Since November, the bad news has gotten large amounts worse as horrific abuses of prisoners have been documented, especially by the American Civil Liberties Union and documents it forced into the public domain. Which leaves us to ask: Why in the world should the United States be saddled with an attorney general who, from the White House, framed cockamamie legal policies that sought to make it permissible for American forces to commit war crimes?
Indeed, when Gonzales comes before the Senate Judiciary Committee today, the committee must challenge him to explain fully both his role in authorizing torture and his rationale for doing so. If the answers aren't satisfactory, and it is impossible to imagine how they could be, then the full Senate should reject his nomination and tell President Bush to pick someone else.
At the height of the Abu Ghraib scandal, someone leaked to Newsweek a memorandum Gonzales authored in January 2002 which argued that the war on terror had "rendered obsolete" the Geneva Conventions prohibiting torture and abuse of prisoners of war. The conventions, he said, did not apply to enemy combatants captured in Afghanistan. Gonzales also was a principal architect of Bush's order authorizing the secret trial of combatants from Afghanistan by military tribunal.
Only within the last few days has it become known just how key a role Gonzales played in the formation of a notorious Department of Justice memo issued in August 2002. That memo defined torture quite narrowly -- it said that only physical pain "of an intensity akin to that which accompanies serious physical injury such as death or organ failure" amounted to torture. It also said the president had inherent authority to authorize use of extreme means of interrogation on detainees suspected of terrorist activities.
Gonzales asked for the memo and discussed draft language with its author. Small wonder that, according to a "senior administration official" interviewed by the New York Times, the memo hewed closely to views already held by senior White House officials.

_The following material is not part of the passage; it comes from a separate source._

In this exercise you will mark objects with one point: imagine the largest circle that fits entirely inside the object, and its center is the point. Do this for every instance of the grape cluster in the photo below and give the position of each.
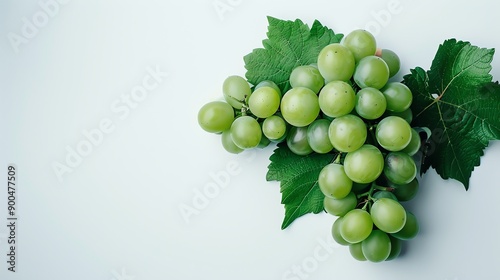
(346, 105)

That memo, by the way, was rescinded by the Justice Department last week (a bit of tidying before Gonzales' confirmation hearing) and replaced with a new one that explicitly rejects the reasoning put forward in the first.
Gonzales has a great deal to answer for. He contributed substantially to prisoner abuses that brought the United States into worldwide disrepute and sullied its record for valuing human rights. If the Judiciary Committee should find his answers evasive or uncompelling, he doesn't deserve to be attorney general of this nation.